“With Selma and the voting rights bill one era of our struggle came to a close and a new era came into being. Now our struggle is for genuine equality, which means economic equality.” — Martin Luther King, Jr., March 18, 1968
When we consider the events in Ferguson, MO and their aftermath, we need to take account of the trend shown to the left. Almost half of all manufacturing jobs in greater St. Louis, MO have been lost since 1990. Unfortunately, I cannot find a longer trend line, but the deepest job cuts probably came well before 1990. Some cite 1981 as the turning point, the year Corvette moved its plant from St. Louis to Kentucky.
People came to St. Louis for manufacturing jobs. They included African Americans, moving north as part of the Great Migration. Having an industrial job indicated market value. People can turn market value into civic and political power. As an example of that process, during World War II, 8,000 Black workers were hired in St. Louis defense contractors’ factories. Not coincidentally, the First African-American St. Louis Alderman was elected in 1943, and in 1944, the city passed its first integration ordinance.

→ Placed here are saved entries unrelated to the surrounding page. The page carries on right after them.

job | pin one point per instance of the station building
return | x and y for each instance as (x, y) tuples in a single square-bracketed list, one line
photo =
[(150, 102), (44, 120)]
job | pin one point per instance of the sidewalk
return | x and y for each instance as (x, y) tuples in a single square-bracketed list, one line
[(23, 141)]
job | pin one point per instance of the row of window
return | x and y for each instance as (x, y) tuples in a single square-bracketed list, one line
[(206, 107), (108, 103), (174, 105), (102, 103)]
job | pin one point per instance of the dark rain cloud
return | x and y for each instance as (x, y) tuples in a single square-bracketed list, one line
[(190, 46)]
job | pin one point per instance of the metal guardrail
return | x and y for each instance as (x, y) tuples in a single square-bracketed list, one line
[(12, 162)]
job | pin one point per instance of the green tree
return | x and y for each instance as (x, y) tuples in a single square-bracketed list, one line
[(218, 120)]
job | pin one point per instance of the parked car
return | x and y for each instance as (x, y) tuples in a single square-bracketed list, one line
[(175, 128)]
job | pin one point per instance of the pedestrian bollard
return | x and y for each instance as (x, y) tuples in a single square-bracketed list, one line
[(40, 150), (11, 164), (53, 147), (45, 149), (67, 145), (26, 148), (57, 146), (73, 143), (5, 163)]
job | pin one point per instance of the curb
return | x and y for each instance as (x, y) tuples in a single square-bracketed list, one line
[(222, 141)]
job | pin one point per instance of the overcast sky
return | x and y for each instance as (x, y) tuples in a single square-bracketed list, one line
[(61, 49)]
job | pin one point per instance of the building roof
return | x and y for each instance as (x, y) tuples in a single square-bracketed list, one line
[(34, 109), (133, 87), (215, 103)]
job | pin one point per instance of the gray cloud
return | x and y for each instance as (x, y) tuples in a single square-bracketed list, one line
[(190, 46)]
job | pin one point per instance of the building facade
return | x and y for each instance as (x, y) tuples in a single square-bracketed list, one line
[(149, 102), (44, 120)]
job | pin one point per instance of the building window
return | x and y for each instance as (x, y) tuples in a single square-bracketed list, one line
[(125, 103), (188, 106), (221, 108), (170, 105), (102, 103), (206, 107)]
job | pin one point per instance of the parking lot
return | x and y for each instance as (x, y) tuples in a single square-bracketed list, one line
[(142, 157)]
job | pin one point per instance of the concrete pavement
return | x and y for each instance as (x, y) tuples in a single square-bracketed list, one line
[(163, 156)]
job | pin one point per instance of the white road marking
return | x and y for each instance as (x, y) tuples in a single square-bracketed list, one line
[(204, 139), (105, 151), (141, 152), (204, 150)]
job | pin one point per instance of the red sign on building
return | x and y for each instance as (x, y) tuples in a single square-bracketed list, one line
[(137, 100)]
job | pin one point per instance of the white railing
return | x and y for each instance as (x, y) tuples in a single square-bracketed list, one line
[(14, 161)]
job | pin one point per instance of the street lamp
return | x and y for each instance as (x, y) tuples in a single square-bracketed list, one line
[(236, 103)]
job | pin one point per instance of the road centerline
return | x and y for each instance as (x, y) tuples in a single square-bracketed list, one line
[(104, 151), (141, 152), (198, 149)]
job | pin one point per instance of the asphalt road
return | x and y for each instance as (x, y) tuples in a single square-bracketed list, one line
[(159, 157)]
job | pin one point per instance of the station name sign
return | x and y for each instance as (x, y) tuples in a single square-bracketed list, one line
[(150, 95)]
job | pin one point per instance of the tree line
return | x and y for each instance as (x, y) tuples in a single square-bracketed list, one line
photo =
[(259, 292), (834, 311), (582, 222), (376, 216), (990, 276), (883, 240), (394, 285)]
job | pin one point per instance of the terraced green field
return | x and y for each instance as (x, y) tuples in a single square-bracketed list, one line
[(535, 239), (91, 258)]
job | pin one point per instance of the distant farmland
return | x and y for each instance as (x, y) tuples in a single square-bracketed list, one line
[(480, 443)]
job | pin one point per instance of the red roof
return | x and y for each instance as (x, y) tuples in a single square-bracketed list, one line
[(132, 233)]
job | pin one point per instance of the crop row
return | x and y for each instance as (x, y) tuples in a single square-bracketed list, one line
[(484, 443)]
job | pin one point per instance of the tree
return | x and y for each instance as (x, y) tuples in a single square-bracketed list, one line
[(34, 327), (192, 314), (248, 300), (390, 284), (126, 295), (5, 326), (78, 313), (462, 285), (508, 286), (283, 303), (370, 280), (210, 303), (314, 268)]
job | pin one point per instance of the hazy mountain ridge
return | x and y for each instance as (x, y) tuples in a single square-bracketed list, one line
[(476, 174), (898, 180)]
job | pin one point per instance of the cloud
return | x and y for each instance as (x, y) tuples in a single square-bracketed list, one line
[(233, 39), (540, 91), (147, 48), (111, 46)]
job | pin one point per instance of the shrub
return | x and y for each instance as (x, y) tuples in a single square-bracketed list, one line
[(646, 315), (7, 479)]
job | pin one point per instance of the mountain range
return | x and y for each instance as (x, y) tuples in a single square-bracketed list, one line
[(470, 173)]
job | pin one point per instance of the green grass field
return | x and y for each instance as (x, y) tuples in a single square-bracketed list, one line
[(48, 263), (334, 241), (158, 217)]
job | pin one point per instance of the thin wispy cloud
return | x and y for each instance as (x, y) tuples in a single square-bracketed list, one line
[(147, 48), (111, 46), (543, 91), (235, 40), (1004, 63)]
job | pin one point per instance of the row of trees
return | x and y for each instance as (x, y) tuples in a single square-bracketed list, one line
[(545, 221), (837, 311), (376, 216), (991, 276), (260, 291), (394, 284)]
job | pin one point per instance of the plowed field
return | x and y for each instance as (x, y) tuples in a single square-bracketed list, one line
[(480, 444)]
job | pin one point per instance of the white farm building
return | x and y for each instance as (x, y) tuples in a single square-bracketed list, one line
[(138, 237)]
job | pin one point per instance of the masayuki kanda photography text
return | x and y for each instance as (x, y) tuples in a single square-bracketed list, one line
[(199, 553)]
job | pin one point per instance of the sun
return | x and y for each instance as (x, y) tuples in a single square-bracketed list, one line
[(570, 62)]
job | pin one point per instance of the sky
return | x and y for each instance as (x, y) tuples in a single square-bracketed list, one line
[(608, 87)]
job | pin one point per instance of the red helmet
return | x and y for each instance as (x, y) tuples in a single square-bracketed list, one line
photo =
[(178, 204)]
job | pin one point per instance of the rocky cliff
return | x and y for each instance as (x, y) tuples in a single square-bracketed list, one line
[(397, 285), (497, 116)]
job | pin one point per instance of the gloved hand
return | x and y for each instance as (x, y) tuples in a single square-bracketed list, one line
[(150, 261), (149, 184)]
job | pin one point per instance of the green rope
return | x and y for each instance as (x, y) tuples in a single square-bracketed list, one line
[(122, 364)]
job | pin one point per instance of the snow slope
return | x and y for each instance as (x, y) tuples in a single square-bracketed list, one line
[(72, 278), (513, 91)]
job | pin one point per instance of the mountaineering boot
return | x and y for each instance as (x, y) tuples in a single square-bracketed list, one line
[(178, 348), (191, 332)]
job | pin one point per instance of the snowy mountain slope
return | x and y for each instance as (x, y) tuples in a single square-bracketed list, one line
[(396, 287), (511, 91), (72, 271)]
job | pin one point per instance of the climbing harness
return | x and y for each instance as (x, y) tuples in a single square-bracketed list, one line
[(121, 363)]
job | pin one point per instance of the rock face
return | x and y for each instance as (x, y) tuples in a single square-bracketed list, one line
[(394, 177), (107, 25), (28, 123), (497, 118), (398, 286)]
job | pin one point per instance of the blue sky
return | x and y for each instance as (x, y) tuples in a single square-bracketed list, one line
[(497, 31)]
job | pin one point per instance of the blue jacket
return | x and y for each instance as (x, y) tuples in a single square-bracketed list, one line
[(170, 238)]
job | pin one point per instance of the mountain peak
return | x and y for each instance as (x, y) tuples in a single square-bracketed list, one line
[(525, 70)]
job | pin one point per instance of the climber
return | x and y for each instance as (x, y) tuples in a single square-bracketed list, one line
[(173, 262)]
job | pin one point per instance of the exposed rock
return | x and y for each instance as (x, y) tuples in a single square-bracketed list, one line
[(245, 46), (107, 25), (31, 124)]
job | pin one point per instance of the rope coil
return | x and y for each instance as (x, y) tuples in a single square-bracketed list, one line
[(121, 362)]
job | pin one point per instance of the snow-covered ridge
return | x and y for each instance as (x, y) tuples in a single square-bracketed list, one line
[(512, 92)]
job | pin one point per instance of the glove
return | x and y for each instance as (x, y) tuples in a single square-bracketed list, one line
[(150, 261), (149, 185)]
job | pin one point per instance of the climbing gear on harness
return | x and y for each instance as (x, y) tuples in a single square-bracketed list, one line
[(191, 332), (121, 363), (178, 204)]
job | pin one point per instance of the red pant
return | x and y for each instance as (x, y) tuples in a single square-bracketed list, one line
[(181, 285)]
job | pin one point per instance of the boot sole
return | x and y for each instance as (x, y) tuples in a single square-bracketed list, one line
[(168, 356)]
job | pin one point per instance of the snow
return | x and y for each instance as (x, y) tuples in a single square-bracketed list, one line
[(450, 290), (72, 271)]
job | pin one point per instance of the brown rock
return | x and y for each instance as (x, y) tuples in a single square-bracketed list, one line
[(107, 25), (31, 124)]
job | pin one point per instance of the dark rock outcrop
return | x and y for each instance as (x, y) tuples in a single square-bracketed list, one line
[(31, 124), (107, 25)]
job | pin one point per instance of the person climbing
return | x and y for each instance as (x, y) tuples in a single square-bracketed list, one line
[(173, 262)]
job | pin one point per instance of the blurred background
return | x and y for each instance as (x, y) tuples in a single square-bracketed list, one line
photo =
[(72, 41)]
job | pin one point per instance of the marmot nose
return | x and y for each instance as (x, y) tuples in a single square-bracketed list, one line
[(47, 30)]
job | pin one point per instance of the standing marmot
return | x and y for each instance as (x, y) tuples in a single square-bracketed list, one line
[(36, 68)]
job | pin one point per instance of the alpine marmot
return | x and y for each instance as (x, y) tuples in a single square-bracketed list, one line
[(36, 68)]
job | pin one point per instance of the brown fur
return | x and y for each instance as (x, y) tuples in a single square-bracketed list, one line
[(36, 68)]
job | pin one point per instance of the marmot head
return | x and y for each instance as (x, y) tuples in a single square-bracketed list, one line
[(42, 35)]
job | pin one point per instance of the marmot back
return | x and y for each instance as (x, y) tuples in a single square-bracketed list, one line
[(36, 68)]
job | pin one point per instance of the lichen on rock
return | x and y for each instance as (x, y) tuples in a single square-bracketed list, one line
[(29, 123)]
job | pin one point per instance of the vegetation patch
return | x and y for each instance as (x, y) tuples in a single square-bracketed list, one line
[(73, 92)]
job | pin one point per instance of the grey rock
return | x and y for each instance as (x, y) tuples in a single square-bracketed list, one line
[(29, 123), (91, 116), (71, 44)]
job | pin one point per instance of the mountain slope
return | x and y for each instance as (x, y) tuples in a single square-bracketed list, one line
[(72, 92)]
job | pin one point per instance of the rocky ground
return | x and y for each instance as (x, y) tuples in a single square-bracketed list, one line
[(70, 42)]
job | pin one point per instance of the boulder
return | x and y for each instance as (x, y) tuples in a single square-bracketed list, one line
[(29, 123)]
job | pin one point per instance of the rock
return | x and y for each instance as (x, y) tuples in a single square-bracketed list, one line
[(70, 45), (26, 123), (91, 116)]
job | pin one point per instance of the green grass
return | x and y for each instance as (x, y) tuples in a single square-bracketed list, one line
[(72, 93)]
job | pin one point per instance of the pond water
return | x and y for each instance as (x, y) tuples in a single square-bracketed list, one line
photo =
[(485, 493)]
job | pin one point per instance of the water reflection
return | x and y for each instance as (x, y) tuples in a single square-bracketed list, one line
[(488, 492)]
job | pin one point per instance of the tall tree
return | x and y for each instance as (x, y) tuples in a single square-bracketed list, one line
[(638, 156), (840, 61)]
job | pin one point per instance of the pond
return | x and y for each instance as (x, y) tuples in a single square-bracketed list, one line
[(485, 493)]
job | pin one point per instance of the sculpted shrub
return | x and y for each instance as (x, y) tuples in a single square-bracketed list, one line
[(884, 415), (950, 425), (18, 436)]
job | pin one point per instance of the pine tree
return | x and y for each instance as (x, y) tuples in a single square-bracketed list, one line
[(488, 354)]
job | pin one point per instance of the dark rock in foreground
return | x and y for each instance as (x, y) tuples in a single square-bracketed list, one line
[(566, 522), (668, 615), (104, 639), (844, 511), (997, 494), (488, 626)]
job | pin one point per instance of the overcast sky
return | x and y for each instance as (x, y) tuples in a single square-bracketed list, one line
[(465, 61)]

The reverse is true as well. If you do not have market value, it is very hard to attain or retain political power–or even the ability to stand safely before authority in everyday interactions. Maybe “Injustice anywhere is a threat to justice everywhere”; but injustice can be borne for a long time by people who are viewed as economically dispensable before the rest of an affluent society pays a price for it.
Half the industrial jobs in the St. Louis MSA have disappeared since 1990. Put another way: about 90,000 industrial jobs have been removed in one metropolitan area in one generation. That is an unimaginable blow to the traditional industrial working class. Race definitely enters the picture–in numerous ways. But the graph above is economic; the problem it depicts is deindustrialization; and unless we address its consequences head on, I don’t think we can make real progress.